Chrome Relay docs
Your agent drives the Chrome you're signed into. It reads pages, clicks buttons, and fills forms. Nothing leaves the machine.
Chrome Relay lets a terminal agent operate your real Chrome.
Claude Code, Codex, anything that runs shell commands.
Not a headless automation browser with an empty profile. The actual browser you're signed into, with your cookies, SSO sessions, extensions, and localhost tabs.
It works on background tabs without stealing focus, so you keep browsing while the agent works.
chrome-relay tabs # find or open a tab
chrome-relay navigate "https://kushalsm.com" --new # opens in the background
chrome-relay snapshot --tab 1234 -i # see the page: actionable elements get @refs
chrome-relay click @e12 # act on a ref, no selectors, no --tab
chrome-relay fill @e14 "hello"
chrome-relay snapshot --tab 1234 -i # look again after the page changes
That's the whole loop. A snapshot of the Hacker News front page is ~14 KB of plain text. A click round-trip is ~150 ms.
What it is, in one diagram
your agent (terminal)
-> chrome-relay CLI
-> localhost HTTP (127.0.0.1:12122)
-> native messaging host
-> Chrome extension (service worker)
-> CDP (chrome.debugger)
-> your real tabs
Everything is local. There is no cloud relay, no account, no telemetry.

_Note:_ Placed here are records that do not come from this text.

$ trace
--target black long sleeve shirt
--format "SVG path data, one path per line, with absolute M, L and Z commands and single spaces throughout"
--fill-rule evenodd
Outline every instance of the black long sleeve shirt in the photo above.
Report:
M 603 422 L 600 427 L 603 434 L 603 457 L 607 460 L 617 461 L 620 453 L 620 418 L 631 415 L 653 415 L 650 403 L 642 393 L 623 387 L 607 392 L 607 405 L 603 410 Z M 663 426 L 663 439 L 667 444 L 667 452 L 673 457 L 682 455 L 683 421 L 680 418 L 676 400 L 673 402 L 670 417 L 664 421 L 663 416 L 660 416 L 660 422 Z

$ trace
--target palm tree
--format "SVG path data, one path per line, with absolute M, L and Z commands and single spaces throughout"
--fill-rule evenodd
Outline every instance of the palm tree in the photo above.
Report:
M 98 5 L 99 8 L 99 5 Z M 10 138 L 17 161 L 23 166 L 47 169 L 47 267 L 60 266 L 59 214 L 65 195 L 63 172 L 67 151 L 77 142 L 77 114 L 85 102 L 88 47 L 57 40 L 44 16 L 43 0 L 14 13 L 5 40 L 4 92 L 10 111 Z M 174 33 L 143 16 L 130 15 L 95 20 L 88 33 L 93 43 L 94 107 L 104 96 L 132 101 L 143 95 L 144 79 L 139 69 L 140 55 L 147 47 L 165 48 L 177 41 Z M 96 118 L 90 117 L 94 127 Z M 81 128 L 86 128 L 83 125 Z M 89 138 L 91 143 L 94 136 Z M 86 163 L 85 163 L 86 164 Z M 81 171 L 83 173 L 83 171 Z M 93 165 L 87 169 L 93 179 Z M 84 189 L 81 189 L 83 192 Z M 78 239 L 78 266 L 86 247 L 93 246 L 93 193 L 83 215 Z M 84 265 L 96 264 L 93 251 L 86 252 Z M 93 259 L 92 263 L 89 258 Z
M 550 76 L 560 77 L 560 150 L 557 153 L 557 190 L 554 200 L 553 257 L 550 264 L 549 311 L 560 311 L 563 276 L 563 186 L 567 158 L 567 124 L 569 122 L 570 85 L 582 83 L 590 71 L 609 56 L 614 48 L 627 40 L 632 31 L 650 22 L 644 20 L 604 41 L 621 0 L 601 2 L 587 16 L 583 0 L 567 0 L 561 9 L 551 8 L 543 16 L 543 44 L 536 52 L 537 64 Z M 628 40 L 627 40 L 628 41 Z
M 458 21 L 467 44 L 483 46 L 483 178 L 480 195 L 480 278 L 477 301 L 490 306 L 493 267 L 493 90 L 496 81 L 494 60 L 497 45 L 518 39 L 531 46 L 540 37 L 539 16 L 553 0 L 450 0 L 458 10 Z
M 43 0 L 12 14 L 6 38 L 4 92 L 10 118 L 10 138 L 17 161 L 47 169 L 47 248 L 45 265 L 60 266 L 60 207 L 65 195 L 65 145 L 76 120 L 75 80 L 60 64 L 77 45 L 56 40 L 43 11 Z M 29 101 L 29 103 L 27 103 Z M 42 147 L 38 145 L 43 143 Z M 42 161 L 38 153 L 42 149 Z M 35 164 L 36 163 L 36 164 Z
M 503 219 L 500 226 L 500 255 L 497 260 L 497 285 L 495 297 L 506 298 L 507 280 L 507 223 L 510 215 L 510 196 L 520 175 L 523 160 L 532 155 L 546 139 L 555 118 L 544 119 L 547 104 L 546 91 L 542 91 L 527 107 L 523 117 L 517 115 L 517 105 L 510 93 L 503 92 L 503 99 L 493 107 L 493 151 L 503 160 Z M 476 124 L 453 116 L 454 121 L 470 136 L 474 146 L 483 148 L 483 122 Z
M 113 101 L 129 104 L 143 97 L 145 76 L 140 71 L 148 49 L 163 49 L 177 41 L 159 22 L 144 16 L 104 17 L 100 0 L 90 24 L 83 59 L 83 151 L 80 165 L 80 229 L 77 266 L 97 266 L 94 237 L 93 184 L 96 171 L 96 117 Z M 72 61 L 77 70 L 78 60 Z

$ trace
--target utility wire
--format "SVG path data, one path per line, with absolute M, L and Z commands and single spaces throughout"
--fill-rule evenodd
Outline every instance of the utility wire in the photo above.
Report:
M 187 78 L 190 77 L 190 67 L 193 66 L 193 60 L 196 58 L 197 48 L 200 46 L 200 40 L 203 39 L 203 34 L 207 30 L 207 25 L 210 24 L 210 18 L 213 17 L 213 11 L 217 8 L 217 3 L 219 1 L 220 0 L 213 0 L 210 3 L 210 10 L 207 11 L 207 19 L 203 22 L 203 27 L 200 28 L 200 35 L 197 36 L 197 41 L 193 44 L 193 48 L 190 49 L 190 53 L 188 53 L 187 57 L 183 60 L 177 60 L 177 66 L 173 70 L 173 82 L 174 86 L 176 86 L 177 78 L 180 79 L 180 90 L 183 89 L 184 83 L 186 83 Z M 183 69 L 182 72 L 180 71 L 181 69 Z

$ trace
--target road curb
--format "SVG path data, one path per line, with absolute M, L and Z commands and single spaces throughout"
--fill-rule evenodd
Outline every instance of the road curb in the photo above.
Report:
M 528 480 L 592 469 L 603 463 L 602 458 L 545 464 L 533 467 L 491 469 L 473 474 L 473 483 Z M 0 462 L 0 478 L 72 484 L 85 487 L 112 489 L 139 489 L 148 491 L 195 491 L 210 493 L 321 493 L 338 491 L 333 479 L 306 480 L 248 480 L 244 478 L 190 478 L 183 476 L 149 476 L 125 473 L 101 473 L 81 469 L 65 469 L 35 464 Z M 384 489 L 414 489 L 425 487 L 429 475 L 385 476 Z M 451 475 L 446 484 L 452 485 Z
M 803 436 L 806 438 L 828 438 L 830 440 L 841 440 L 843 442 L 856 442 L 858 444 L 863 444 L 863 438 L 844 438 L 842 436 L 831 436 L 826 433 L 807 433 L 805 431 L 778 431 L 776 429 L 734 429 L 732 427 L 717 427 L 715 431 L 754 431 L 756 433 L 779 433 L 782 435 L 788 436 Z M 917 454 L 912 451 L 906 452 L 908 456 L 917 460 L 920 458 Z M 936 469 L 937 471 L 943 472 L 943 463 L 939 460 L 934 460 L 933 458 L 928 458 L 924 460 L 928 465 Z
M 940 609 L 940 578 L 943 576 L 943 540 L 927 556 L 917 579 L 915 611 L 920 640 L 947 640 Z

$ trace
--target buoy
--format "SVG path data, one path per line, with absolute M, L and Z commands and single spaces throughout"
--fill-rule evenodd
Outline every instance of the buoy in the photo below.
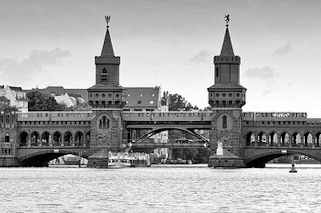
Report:
M 294 165 L 294 159 L 292 157 L 292 166 L 291 166 L 291 170 L 289 171 L 290 173 L 297 173 L 298 171 L 295 169 L 295 165 Z

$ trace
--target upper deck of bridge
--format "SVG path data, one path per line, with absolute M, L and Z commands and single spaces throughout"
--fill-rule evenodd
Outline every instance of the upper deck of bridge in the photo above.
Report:
M 197 122 L 211 121 L 211 111 L 170 111 L 170 112 L 123 112 L 124 121 L 178 121 Z M 92 111 L 39 111 L 17 112 L 18 121 L 90 121 L 94 117 Z M 321 123 L 321 118 L 307 118 L 306 112 L 244 112 L 243 121 L 306 121 Z
M 212 112 L 124 112 L 125 121 L 211 121 Z
M 90 121 L 92 111 L 18 112 L 18 121 Z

The extension talks to one whitelisted local process through Chrome's own native-messaging permission system. The same Chrome you'd have to trust anyway.
Where to go
| You want to | Read |
|---|---|
| Install it | Installation |
| Drive a page in 2 minutes | Quickstart |
| Understand why it uses your Chrome | Why your real Chrome |
| Know how the pieces connect | Architecture |
| Read pages cheaply | Snapshots |
| Click things reliably | Refs ยท Clicking strategies |
| Look up a command | Command reference |
| Teach your agent | The agent skill |
| Compare with agent-browser | vs agent-browser |
Design positions, briefly
- CLI, not MCP. Tool schemas cost thousands of context tokens on every agent turn; a CLI costs nothing until invoked, and every agent already knows how to run shell commands.
- Verbs, not magic. There's no "smart click" with hidden fallbacks. Each addressing mode (
@ref, CSS selector, coordinates) is explicit, and each failure is a structured error code the agent can branch on. - Strict by default. No silent partial success. If a click would land on an overlay instead of the target, you get
click_interceptednaming the overlay. Not a success report and a broken page. - Output is the product. Agents pay for every byte on stdout. The snapshot format exists to be small.